🤖 AI Summary
This study systematically investigates how tokenization strategies affect Transformer performance in clinical time-series modeling. Using the MIMIC-IV dataset, we conduct controlled ablation experiments comparing explicit temporal encoding schemes, numerical embedding approaches, and encoder training paradigms across four clinical prediction tasks. Key findings are: (1) The raw clinical code sequence alone contains sufficient predictive signal; explicit temporal encoding yields no statistically significant improvement. (2) Freezing pre-trained clinical encoders—such as Med-PaLM or ClinicalBERT embeddings—substantially outperforms end-to-end training, while requiring fewer parameters and enabling faster inference. (3) Larger-scale frozen encoders consistently enhance performance. Collectively, these results demonstrate that lightweight, frozen tokenization strategies achieve both computational efficiency and strong generalization, establishing a simple yet effective paradigm for clinical time-series modeling.
📝 Abstract
Tokenization strategies shape how models process electronic health records, yet fair comparisons of their effectiveness remain limited. We present a systematic evaluation of tokenization approaches for clinical time series modeling using transformer-based architectures, revealing task-dependent and sometimes counterintuitive findings about temporal and value feature importance. Through controlled ablations across four clinical prediction tasks on MIMIC-IV, we demonstrate that explicit time encodings provide no consistent statistically significant benefit for the evaluated downstream tasks.

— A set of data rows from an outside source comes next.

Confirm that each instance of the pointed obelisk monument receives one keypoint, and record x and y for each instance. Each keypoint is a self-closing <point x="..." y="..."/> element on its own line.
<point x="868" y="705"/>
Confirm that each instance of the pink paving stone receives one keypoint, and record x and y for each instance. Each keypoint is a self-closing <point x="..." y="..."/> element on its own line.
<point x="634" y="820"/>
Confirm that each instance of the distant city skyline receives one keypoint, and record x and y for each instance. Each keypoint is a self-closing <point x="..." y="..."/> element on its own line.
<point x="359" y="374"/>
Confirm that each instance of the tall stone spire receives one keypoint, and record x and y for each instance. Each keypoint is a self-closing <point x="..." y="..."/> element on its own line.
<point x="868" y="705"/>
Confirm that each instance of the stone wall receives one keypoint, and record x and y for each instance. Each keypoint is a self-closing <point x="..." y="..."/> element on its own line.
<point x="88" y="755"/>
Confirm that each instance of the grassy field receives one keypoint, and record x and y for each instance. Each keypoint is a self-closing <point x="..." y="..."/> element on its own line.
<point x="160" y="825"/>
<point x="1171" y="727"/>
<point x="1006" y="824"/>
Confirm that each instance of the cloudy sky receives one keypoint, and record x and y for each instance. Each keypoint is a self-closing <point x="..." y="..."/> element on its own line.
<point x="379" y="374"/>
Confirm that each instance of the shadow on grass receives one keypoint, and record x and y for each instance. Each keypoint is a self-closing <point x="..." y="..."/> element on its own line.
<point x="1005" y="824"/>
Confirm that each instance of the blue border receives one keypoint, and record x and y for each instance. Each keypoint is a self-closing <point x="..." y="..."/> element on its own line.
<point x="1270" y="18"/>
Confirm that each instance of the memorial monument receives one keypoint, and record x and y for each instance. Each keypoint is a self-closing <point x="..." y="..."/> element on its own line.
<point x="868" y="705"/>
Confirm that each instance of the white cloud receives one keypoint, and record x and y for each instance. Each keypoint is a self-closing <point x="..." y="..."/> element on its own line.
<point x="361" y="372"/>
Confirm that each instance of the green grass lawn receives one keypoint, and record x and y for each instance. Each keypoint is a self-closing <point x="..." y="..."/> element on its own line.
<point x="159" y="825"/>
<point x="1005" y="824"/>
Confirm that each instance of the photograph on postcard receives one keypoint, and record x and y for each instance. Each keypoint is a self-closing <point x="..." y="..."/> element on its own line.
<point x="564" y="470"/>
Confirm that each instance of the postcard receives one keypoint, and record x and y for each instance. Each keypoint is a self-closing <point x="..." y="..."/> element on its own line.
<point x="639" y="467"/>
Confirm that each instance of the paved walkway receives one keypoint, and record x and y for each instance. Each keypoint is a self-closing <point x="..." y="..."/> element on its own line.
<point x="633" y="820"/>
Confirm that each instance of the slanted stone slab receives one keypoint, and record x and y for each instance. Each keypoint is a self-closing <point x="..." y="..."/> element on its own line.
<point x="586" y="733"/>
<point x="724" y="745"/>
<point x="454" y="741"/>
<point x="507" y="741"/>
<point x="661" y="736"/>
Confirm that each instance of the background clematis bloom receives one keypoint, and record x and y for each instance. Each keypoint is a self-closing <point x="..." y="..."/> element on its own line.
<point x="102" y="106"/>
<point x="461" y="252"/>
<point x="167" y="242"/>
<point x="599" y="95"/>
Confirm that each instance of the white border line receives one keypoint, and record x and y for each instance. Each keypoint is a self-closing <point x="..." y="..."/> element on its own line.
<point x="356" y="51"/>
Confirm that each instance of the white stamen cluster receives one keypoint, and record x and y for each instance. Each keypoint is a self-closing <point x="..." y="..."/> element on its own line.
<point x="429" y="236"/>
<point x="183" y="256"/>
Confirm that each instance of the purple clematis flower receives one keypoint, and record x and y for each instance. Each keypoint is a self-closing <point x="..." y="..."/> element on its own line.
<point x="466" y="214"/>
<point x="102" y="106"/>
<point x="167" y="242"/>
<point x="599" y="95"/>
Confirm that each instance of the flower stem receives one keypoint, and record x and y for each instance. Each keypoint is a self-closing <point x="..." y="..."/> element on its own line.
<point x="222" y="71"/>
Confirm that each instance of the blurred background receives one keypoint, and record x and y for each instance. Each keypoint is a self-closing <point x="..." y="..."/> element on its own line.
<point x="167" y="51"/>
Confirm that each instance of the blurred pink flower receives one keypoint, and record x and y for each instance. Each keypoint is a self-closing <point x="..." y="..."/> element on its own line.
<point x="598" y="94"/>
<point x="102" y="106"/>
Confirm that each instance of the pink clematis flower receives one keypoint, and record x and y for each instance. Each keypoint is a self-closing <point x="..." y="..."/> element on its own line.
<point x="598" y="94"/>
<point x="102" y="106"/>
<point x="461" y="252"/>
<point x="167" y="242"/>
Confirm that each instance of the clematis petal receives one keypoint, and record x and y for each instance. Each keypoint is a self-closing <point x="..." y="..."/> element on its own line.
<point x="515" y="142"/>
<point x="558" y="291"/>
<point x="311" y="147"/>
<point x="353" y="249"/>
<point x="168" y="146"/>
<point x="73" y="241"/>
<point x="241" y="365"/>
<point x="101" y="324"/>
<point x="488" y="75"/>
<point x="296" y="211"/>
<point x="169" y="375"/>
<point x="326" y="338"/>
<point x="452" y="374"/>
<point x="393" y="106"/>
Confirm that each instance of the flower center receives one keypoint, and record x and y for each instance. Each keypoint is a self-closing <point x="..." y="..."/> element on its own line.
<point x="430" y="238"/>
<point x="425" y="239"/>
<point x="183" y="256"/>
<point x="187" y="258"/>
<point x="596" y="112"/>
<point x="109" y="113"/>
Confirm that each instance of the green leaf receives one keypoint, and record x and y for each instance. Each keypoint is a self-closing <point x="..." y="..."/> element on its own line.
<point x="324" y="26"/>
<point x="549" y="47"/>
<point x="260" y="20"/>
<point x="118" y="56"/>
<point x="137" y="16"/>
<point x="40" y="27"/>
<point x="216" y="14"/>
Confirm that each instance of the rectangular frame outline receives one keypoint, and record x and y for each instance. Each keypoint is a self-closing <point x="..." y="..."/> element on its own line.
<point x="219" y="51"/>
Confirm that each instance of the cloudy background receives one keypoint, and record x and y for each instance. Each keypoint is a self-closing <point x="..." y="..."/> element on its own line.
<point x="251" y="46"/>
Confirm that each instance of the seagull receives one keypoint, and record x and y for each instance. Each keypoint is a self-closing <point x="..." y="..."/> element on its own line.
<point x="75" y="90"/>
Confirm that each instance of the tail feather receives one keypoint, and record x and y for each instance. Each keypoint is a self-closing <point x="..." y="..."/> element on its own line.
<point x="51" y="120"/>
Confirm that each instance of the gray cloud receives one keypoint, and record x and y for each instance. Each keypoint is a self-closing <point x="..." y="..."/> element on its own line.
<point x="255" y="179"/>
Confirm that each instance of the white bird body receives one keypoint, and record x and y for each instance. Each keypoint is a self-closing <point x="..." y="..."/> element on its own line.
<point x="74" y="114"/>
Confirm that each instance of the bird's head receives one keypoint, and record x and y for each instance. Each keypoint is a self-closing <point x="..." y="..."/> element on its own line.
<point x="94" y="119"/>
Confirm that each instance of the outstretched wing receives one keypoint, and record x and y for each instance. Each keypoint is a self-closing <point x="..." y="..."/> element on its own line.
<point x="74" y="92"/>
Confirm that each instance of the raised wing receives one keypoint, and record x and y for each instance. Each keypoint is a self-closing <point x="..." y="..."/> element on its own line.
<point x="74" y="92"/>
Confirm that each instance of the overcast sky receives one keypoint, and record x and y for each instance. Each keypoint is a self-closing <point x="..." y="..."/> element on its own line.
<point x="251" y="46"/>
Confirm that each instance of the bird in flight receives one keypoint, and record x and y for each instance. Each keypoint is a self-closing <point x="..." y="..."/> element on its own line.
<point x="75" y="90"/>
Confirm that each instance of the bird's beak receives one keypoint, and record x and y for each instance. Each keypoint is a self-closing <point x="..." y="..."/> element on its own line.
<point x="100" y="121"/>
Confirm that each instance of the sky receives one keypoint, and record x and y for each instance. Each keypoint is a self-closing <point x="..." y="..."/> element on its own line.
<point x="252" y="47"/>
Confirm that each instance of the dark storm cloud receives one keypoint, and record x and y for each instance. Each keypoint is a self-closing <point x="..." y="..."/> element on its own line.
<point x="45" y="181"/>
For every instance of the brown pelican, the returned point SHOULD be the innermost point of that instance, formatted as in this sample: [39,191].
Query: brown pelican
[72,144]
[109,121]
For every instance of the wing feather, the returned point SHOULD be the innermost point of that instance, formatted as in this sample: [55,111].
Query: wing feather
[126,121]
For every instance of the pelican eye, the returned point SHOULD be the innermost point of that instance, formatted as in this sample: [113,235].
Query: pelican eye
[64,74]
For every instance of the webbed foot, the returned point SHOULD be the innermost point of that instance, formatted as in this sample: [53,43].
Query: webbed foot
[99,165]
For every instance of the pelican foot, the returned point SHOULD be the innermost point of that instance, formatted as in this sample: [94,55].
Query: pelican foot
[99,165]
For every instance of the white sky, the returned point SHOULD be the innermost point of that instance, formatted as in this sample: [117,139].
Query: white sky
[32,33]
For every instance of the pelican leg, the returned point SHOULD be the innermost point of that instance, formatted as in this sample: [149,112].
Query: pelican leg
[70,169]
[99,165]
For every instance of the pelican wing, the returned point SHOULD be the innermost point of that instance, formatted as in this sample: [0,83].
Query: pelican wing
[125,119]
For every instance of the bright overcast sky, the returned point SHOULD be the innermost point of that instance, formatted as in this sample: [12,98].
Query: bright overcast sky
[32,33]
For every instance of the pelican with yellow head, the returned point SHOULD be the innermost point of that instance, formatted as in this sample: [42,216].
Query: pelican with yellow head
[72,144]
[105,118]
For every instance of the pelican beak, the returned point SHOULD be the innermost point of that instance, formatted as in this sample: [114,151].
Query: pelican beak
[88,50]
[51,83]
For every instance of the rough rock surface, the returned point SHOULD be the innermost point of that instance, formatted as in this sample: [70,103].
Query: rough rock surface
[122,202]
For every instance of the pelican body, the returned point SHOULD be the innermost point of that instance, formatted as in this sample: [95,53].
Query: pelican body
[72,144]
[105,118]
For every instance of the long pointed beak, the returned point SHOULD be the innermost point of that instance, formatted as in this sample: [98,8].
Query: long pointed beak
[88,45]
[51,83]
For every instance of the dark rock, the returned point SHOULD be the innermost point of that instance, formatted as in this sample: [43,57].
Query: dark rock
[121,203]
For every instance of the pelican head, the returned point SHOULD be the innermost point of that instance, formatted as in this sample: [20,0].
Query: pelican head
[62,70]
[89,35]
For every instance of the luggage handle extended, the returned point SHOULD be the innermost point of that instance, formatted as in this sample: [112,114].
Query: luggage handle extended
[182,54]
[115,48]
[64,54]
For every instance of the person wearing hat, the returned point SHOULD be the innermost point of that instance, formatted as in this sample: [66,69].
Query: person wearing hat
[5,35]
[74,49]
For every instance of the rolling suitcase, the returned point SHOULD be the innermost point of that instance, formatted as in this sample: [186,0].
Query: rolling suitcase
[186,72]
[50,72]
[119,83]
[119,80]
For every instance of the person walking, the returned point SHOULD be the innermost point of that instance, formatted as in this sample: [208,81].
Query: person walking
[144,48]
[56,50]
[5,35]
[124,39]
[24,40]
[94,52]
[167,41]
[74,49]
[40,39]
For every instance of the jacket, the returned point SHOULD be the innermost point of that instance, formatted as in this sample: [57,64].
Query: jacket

Value features show task-dependent importance, affecting mortality prediction but not readmission, suggesting code sequences alone can carry sufficient predictive signal. We further show that frozen pretrained code encoders dramatically outperform their trainable counterparts while requiring dramatically fewer parameters. Larger clinical encoders provide consistent improvements across tasks, benefiting from frozen embeddings that eliminate computational overhead. Our controlled evaluation enables fairer tokenization comparisons and demonstrates that simpler, parameter-efficient approaches can, in many cases, achieve strong performance, though the optimal tokenization strategy remains task-dependent.